THE MORE CAMOUFLAGE HARRIS-WALZ trucker hats I saw around Brooklyn, the greater my sense of foreboding. "Courting disaster," I texted a colleague, half-joking, as I walked to my Fort Greene polling site on Election Day. Scanning as working class, the hats seemed to be worn exclusively by people who didn't match that description.
They reminded me of the Big Buck Hunter arcade game at a bar near the campus of my elite college, which lent wry "authenticity" to the setting and whose plastic rifles were the only kind most of us had any interest in handling. I wondered if some of the hat wearers were in on the joke or simply liked the aesthetic. But some of these people looked sincere, as though they felt the hats really reflected the campaign's resonance with regular folks.

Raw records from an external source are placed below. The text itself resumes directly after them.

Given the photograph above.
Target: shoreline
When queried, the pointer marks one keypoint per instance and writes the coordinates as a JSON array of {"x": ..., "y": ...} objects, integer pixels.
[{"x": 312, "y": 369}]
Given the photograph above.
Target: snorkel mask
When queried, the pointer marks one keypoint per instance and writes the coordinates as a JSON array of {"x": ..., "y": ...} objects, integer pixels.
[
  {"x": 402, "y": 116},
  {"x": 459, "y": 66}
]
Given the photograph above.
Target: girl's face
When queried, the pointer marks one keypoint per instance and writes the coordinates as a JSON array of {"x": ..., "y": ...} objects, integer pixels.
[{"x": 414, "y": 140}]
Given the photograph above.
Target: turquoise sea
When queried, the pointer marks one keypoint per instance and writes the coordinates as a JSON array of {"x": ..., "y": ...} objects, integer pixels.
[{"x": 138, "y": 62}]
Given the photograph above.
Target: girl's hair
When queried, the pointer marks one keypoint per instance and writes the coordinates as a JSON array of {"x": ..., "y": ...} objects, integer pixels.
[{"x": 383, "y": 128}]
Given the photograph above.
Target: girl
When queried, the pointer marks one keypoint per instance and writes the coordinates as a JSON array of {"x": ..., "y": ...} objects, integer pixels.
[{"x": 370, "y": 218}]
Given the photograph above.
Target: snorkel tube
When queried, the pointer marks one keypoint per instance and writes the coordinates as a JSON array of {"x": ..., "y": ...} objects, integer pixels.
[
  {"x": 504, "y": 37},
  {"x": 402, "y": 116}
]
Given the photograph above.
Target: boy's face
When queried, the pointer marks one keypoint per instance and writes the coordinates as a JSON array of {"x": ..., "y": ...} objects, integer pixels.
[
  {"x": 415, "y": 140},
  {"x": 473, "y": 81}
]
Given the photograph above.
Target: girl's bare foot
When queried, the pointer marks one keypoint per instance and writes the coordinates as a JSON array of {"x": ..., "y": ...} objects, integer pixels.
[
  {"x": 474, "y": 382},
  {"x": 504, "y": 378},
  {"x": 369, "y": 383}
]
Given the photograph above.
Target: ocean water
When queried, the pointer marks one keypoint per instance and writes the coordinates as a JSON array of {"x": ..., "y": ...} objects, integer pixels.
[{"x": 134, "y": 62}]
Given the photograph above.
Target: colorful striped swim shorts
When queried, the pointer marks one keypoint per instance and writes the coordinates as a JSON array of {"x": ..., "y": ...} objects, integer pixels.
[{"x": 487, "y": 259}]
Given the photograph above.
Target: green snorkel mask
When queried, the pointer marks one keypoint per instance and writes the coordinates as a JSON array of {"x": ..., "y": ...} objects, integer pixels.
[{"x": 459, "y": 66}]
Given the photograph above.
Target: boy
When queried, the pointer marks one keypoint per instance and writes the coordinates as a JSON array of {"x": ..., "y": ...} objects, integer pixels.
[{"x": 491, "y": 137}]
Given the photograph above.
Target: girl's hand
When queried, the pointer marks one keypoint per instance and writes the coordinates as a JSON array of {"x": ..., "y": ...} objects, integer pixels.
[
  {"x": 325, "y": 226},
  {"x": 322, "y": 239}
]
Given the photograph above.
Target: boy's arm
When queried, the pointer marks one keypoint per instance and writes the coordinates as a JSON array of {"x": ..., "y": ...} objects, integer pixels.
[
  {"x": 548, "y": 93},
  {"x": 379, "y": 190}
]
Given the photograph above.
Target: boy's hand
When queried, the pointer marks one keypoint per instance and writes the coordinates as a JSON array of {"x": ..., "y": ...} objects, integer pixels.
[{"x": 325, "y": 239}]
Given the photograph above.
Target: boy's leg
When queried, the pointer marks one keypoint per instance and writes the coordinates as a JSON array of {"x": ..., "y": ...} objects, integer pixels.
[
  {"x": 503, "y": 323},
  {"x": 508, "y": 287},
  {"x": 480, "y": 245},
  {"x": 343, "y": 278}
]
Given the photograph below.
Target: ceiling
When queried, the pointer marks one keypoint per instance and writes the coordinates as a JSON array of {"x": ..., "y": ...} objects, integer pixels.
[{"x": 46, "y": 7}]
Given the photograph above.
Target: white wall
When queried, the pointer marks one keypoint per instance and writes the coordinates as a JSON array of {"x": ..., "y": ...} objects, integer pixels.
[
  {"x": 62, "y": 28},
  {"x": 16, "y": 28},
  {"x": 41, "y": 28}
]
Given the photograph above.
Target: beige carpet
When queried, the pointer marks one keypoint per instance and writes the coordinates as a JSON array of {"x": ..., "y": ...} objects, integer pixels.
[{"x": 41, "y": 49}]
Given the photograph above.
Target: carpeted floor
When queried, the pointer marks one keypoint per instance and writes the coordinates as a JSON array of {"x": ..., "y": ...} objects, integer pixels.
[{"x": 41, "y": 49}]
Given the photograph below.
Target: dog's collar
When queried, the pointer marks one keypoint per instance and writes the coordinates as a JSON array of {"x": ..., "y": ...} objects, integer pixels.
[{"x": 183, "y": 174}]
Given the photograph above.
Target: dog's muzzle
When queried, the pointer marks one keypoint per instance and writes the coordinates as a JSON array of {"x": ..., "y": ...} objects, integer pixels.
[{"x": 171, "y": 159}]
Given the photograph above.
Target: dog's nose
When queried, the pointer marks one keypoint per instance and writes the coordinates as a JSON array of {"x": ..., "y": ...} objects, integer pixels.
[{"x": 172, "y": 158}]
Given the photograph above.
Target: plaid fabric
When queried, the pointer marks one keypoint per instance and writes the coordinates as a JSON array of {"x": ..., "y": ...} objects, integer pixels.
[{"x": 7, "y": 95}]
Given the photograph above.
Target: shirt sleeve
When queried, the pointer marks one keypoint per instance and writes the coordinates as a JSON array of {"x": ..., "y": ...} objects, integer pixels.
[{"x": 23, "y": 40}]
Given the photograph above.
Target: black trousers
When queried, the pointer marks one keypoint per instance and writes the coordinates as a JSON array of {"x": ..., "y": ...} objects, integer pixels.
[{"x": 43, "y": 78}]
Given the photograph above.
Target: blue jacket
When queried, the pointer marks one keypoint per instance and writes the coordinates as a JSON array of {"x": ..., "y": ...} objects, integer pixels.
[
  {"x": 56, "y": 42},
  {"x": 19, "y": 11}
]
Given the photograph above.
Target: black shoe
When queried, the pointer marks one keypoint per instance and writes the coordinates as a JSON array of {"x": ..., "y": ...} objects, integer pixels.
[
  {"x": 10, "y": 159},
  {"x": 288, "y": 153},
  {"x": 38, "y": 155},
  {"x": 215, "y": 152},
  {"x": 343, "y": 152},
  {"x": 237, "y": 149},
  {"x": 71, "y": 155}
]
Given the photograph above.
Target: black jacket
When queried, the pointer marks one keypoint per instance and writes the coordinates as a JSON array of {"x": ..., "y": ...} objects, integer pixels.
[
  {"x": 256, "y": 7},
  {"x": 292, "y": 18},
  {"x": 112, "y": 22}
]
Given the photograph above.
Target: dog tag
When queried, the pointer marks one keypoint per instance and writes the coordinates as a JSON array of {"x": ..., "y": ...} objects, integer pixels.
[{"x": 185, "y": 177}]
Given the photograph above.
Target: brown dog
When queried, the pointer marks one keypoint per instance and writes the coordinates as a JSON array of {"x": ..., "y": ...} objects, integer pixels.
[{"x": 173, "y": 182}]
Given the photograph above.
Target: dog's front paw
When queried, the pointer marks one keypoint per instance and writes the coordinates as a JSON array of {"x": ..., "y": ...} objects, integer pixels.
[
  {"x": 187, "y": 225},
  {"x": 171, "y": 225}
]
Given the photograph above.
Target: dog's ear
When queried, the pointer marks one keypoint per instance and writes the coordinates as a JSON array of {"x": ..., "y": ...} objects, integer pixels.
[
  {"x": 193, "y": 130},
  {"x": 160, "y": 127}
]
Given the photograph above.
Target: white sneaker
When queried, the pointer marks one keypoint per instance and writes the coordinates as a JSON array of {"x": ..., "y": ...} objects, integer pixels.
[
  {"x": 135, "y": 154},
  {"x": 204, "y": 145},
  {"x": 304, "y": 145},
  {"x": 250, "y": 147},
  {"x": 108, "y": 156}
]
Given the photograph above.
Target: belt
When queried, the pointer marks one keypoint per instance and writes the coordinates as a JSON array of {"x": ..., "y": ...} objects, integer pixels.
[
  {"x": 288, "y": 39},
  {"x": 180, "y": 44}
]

In the end, the Harris campaign lacked such appeal. Blue-collar voters of every ethnicity drifted right. Donald Trump, according to exit polls, carried voters from families earning between $30,000 and $50,000, a group Joe Biden had won by 13 points. Among minorities without a college degree, Harris performed 26 points worse than Clinton did in 2016. Trump's 45 percent share of the Latino vote was the highest ever for a Republican presidential candidate. Cementing her party's new white-collar identity, it was Harris this time who won voters making six figures or more. Never in the recent history of the Democratic Party has a presidential campaign appealed less to the actual trucker-hat set, auguring a tectonic class realignment of the two parties.